Crédit photo: David Mendoza

Hôtel-Dieu – Malgré la douleur, vivre

Pas d’acteurs, pas de fiction. Impossible, donc, de tasser le sujet du revers de la main une fois le spectacle terminé en se disant, rassuré, que « ce n’était pas vrai ».

Jacynthe, Chantal, Ana Maria, Jasmin, Louis-Olivier, Michèle, Guillaume et Ludovic ne jouent pas : ce sont leurs mots, leur vécu qu’ils partagent avec les spectateurs.

Plus que du théâtre documentaire, Hôtel-Dieu, produit par le collectif Nous sommes ici et mis en scène par Alexandre Fecteau, est un théâtre dit « d’experts » ou « de spécialistes ». Il s’agit d’un travail de plusieurs années, fruit de rencontres, d’échanges entre personnes – les spécialistes en question – ayant vécu la maladie, le deuil.

Quête de sens

Il y a l’étape de la Souffrance, où le cerveau humain, comme toujours, tente de comprendre le sens de ce qui arrive. Pourquoi la maladie? Pourquoi la mort? On imagine des liens de cause à effet : karma? expiation? chute dans une vie antérieure? On se remet en question. D’aucuns se réconforteront à l’idée d’une puissance divine qui aurait tout décidé à l’avance.

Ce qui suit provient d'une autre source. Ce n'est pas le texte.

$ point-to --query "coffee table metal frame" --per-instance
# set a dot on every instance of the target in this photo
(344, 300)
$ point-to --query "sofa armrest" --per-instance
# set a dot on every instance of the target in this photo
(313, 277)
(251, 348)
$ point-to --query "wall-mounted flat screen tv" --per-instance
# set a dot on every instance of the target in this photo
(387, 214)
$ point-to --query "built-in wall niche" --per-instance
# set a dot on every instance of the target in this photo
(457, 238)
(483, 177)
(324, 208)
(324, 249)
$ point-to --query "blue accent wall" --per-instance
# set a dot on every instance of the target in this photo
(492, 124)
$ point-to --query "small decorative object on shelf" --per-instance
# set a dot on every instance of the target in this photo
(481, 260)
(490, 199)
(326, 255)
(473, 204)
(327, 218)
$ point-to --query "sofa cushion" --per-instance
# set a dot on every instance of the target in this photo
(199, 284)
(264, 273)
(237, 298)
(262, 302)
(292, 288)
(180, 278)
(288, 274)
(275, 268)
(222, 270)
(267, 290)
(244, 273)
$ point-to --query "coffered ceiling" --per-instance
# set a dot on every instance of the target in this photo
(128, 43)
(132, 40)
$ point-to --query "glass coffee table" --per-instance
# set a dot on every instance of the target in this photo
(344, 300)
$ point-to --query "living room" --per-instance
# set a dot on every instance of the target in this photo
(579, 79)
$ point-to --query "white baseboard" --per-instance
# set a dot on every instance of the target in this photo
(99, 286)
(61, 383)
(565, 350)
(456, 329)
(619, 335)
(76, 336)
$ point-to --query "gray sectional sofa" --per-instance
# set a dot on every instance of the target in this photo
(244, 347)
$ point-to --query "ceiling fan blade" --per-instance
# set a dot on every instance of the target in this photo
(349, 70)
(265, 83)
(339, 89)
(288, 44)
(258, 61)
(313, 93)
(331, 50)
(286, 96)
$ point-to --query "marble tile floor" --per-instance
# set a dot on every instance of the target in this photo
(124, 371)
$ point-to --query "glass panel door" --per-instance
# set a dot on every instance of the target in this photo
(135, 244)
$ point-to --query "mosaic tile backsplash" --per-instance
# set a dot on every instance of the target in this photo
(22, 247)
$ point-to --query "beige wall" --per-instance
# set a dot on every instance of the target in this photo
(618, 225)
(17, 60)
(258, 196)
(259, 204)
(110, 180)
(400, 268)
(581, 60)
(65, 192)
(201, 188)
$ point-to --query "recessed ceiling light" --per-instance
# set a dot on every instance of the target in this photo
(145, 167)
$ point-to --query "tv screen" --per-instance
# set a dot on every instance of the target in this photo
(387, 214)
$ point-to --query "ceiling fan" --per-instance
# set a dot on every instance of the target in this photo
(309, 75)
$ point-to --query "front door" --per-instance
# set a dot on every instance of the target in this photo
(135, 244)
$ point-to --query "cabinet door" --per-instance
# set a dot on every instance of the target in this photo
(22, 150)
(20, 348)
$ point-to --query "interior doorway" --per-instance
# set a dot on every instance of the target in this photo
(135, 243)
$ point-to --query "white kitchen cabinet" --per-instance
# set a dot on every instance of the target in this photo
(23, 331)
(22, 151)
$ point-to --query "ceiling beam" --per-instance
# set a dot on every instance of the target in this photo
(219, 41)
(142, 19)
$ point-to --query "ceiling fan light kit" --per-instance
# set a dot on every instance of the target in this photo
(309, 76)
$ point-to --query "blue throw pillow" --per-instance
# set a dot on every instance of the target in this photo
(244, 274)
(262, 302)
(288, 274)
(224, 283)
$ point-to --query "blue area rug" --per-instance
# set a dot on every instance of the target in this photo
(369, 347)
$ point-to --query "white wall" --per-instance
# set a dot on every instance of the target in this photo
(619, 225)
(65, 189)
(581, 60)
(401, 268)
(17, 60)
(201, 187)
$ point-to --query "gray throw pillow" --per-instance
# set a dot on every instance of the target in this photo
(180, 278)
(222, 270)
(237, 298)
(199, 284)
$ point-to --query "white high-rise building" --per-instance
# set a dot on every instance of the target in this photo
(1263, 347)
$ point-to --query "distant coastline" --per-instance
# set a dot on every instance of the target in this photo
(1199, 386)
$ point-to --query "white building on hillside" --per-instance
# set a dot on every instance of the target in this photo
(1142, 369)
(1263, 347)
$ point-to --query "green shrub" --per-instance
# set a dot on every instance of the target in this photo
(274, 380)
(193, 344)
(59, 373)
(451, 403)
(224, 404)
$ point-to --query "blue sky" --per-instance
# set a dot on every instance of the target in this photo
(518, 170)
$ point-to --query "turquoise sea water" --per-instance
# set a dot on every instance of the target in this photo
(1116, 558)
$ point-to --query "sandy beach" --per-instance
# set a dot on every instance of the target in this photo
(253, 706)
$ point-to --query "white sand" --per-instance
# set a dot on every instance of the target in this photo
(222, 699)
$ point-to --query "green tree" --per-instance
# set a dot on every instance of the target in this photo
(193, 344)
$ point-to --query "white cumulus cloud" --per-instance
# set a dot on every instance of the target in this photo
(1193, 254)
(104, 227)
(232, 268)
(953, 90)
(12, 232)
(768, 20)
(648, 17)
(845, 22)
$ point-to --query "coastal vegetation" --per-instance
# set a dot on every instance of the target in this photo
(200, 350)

Le Deuil se manifeste différemment pour chacun, si bien que malgré le partage d’expériences et l’accueil de celles des autres, nul ne peut prétendre savoir ce que l’autre vit. D’où la « maladresse » parfois violente de ceux, voulant « bien faire », qui lancent des clichés crasses à la « Rien n’arrive pour rien ». À ceux-là, oui, on peut se permettre une impolitesse.

Enfin, c’est à l’aide de Rituels que, portant avec soi le souvenir de la personne disparue, on arrive à avancer, à vivre un certain apaisement. Se permettre de continuer, de créer à nouveau, en mettant un pied devant l’autre; arriver à se sortir de soi; donner au suivant.

Transformations

Le collectif Nous sommes ici est connu pour sortir des cadres et jouer avec le public. Hôtel-Dieu s’inscrit dans cette voie, appelant les spectateurs à contribution et utilisant à bon escient divers dispositifs, comme autant de points de vue sur le sujet. À la manière du mandala, du deuil lui-même, la pièce se transforme ainsi, de tableau en tableau.

Nécessaire pour passer outre les larmes de Deuil, le troisième volet, Rituels, aurait néanmoins pu être condensé. Le spectacle se termine, bien entendu, sur une grande célébration de la vie.

Hôtel-Dieu est présenté au Théâtre jeunesse Les Gros Becs par le Périscope [nomade] jusqu’au 3 février.